How GetAI scores models without earning your distrust.
Every choice below is documented in the SDD (Project_GetAI_SDD_v1.0.md) and locked by a numbered decision (D1–D24). Changes require a Spectra change proposal, not a Notion edit.
The eight core axes
Every trial is scored along the same eight dimensions. Track-specific axes (efficiency, recovery, refusal appropriateness, tool-use efficacy, plan coherence, locale fidelity) attach when a pack opts into a given track.
8-axis profile · live
The radar below shows the current Phase 0 baseline (MiniMax-M2.7, single-provider) against the Phase 1 target envelope under the D8 three-judge ensemble. Both shapes are computed from the same axis weights — no normalisation tricks.
Daily anchor activity · 14-day window
Launch-Gate 12.7 demands 14 consecutive days of published Merkle roots before public ranking opens. Today is day 1 of the streak.
Judge ensemble (D8)
Phase 1 enforces n ≥ 3 heterogeneous closed-model judges per scored axis. Heterogeneity span ≥ 2 distinct vendor families. Inter-rater agreement is measured continuously via Krippendorff α.

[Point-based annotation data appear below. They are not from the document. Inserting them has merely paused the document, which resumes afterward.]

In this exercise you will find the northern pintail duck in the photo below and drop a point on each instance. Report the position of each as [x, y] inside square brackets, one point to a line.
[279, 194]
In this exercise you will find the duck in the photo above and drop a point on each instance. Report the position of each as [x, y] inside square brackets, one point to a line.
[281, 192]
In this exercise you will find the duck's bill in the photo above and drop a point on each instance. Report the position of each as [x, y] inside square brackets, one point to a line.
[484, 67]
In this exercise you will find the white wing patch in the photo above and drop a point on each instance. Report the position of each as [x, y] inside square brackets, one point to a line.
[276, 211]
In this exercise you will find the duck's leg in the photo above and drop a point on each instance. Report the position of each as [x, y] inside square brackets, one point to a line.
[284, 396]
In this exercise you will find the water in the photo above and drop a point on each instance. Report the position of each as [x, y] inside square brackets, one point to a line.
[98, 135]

- Bi-weekly refresh of n ≥ 100 human-calibration seeds
- Degraded-mode auto-trip: any judge >10% error for 2h → 2-judge mode + provisional flag, 48h backfill SLA
- Phase 0 today: single-judge / degraded-mode / provisional. Not eligible for public ranking.
Drift detection
Per-axis drift is monitored with a four-stack:
| Stack | Purpose | Tunable |
|---|---|---|
| MAD-z | Outlier flag | z > 3.5 |
| CUSUM | Sustained shift | k = 0.5σ, h = 5σ |
| Page-Hinkley | Change-point | λ = 50 |
| Mann-Whitney U + BH | Distribution test + FDR control | monthly FP < 0.5% |
Silent update probe (D5)
Vendors swap models without telling you. GetAI catches it via 2-of-3 signal fusion:
- S1 — header hash: SHA-256 over canonicalised response headers (CDN noise stripped).
- S2 — fingerprint cosine: embeddings of model self-identification responses; threshold 0.08.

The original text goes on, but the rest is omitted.